The film traces the trajectory of Chris (Jonathan Rhys-Meyers), a young tennis instructor at a club catering to London’s wealthy elite, who’s fresh off the pro circuit where he wasn’t quite able to hack it. He’s from a poor Irish background, a literate chap whose love for high culture may be in part to distance him from that background. Chris loves opera for the way it speaks to his conception of life as essentially tragic, and he offhandedly expresses his interest to Tom, a client who happens to be the son of a wealthy businessman. Tom invites Chris to attend the opera with Tom’s family and soon enough Chris is engaged to Tom’s sister (a winsome Emily Mortimer) and their dad has ensconced Chris in the high towers of big business.
Thus, Woody quickly sets in motion the film’s theme: that where one goes in life may have something to do with the interplay of will, talent, class and personal choices, but in the end it’s mostly down to pure luck. For example, Chris’ casual mentioning of his opera-love to Tom ends up changing the direction of his entire life. He finds himself enjoying perquisites of the sons and daughters of the wealthy – i.e., a “good life” that is a function more of luck than of personal initiative. For his new crowd this life was a lucky accident of birth; for him it was the luck of falling in with them.
The sole representative of us Yanks on this junket across the pond for Woody is Scarlett Johansson as Nola, Tom’s fiancée, an aspiring but not particularly talented actress. Her introductory scene gives us a young woman slyly aware of her allure, and we peg her immediately as a femme fatale. Chris and Nola are both outsiders in this world of the British upper class, he by virtue of his class, she by her Americanism, and while we know that a torrid affair is in the offing, what surprises is that Nola never encourages his lust. Johansson’s intelligence as an actress shines as she undercuts our first impression of Nola at every turn.
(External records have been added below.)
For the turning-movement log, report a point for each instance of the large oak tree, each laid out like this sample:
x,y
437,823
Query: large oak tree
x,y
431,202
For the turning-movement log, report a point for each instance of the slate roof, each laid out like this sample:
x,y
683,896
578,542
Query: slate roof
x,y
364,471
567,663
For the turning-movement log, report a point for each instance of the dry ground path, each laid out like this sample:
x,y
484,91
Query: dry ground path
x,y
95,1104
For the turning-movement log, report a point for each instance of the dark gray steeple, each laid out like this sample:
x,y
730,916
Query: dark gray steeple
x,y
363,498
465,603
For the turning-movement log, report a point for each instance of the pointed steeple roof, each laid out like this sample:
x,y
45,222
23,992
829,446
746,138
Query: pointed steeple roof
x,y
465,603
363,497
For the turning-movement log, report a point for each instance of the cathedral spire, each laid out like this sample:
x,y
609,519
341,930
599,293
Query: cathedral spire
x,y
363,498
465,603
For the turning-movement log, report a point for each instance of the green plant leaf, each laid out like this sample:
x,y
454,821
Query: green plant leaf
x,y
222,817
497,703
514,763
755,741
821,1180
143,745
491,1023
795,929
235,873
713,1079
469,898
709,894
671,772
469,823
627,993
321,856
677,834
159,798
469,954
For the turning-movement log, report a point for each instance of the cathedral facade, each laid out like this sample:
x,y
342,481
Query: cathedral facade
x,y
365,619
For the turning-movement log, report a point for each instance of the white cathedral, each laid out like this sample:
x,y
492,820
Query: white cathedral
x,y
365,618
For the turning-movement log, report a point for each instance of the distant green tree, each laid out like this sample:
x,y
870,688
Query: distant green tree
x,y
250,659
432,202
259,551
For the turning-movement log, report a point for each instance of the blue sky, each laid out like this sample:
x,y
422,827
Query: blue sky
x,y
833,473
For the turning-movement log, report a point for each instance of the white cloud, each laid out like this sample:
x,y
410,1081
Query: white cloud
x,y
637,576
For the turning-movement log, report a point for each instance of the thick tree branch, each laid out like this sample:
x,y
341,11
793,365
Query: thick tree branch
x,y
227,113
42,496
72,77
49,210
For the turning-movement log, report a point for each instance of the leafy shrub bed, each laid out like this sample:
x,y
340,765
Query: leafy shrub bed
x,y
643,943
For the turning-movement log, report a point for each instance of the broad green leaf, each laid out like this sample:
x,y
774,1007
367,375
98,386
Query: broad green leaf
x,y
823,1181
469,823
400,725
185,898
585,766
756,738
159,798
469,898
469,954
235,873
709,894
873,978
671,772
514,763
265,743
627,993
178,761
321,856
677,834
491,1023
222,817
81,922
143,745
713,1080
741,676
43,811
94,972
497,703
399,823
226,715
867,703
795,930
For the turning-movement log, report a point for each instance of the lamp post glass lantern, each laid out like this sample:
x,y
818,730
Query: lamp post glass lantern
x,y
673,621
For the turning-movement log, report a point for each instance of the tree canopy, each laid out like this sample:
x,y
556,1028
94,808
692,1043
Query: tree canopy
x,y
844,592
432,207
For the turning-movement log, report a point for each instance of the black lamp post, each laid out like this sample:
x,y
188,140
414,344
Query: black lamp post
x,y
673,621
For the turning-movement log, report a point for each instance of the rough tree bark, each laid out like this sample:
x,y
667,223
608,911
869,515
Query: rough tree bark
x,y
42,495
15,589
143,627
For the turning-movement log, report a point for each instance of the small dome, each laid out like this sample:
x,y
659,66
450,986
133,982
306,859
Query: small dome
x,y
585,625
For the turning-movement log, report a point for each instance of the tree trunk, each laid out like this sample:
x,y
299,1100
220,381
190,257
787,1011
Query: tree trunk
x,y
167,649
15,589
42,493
The film takes its time to progressively whittle away Chris’ options. This is necessary since the foundations laid for his psychology, such as showing him early on reading “Crime and Punishment” and a bio of Dostoyevsky, seem a bit pat and facile. Aside from brief voiceovers at beginning and end we stay outside of Chris’ head, relying on the expressive acting of Rhys-Meyers to evoke his interior life. For all the setup, what happens still shocks because we never quite believe it will; Woody’s contrapuntal use of opera as the narrative takes the turn from which there’s no going back is bravura filmmaking.
If “Match Point” is not quite as rich as 1989’s “Crimes and Misdemeanors,” Woody’s previous film about crime and punishment in a universe in which what people get has very little to do with what they deserve (and a film I still point to as an example of where film approaches the richness of a great novel), it is nonetheless engrossing, riveting, highly recommended viewing.